Real estate agents fined $10k
Two Auckland Harcourts real estate agents found guilty of misconduct have been fined a total $10,000 for their failure to tell a state authority about $1.2 million of clients funds vanishing.
Joe Voordouw was fined $6000 and Garry Mason $4000 by the Real Estate Agents Disciplinary Tribunal. Both were censured but the tribunal said it did not consider an order for further education was needed.
The misconduct finding alone sent “a strong message to the industry”, the tribunal said.
The agents worked at the nowfailed Preet franchised operations owned and headed by Gurpreet Grewal who Harcourts Group has sued in the High Court at Auckland for $1.27m. The outcome of that case is pending.
Voordouw was branch manager of Harcourts Preet & Co in Ellerslie and Mason was chief operations officer based in Manukau, the tribunal said.
Last year, Voordouw signed a trust account statutory declaration about the balance of the agency’s funds. He was told $1m had been transferred from the agency’s trust account and into another account and purchase deposits had been put in the wrong bank account, it said. A further $200,000 was also found to be missing from the trust account.
Voordouw and Mason met Grewal to raise issues about the missing money and Voordouw made notes about a breach of the Real Estate Agents Act 2008 and “potentially fraud”.
The tribunal said he did not notify the Real Estate Authority, as he was bound to do under law. Instead, he emailed the auditor to “have a look at the trust account” which did not indicate the scale of the issue or any urgency, the tribunal said.
The tribunal found the men’s conduct in failing to report issues “constituted seriously incompetent and/or seriously negligent real estate agency work” under the law. They relied on the auditor to take steps but that did not absolve them from their obligations.
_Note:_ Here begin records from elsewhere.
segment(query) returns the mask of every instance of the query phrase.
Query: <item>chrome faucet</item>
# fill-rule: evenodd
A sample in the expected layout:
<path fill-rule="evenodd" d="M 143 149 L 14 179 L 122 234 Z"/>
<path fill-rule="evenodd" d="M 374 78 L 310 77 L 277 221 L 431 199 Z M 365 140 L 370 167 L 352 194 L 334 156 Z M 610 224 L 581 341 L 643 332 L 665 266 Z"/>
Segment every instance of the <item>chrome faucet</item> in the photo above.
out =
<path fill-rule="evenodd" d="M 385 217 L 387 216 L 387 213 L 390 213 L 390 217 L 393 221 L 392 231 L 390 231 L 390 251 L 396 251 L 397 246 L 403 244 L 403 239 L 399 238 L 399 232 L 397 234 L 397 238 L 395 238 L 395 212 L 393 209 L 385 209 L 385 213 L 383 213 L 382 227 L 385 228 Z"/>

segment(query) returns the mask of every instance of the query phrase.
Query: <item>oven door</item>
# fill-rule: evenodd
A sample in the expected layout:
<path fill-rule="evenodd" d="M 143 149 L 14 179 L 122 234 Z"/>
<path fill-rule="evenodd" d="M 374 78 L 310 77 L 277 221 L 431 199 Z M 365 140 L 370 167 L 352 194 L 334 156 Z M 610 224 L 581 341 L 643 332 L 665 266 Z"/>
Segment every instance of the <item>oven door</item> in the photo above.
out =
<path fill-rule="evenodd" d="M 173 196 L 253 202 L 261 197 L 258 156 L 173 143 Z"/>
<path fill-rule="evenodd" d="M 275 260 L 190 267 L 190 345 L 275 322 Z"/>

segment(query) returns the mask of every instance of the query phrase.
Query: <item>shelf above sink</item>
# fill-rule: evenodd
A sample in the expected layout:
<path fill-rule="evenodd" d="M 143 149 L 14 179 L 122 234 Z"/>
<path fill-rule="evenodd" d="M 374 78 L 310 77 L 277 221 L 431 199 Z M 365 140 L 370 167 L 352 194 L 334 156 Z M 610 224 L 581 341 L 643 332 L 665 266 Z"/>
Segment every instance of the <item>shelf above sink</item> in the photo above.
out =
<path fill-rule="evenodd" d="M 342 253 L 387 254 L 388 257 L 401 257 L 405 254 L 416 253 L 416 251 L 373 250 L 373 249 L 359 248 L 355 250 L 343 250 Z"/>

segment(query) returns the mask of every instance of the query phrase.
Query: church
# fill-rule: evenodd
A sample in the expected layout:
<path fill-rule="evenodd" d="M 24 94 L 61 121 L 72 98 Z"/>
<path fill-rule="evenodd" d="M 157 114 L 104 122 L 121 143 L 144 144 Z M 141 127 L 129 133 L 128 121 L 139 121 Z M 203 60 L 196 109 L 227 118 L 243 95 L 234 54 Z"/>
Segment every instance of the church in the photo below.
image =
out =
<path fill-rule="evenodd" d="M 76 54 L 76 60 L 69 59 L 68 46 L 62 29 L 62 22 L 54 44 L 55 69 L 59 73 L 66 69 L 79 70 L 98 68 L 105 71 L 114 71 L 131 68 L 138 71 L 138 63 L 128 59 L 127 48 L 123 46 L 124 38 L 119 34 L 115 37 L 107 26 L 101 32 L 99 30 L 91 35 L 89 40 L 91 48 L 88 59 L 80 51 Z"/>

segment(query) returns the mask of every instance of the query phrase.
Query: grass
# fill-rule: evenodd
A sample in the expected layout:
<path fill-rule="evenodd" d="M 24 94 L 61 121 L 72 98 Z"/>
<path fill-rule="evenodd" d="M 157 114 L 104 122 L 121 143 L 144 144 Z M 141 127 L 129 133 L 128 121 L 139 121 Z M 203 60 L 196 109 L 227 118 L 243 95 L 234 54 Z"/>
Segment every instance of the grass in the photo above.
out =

They should have gone to greater lengths to make the auditor aware of the seriousness of the issues and the need for urgent investigation, the tribunal found.
The tribunal decided the men should have acted promptly but it cited mitigating factors, including the men’s long career in the industry and character references submitted to the tribunal. Both had earned excellent reputations for honesty, integrity and diligence, the tribunal found. They had both contributed significantly to the industry.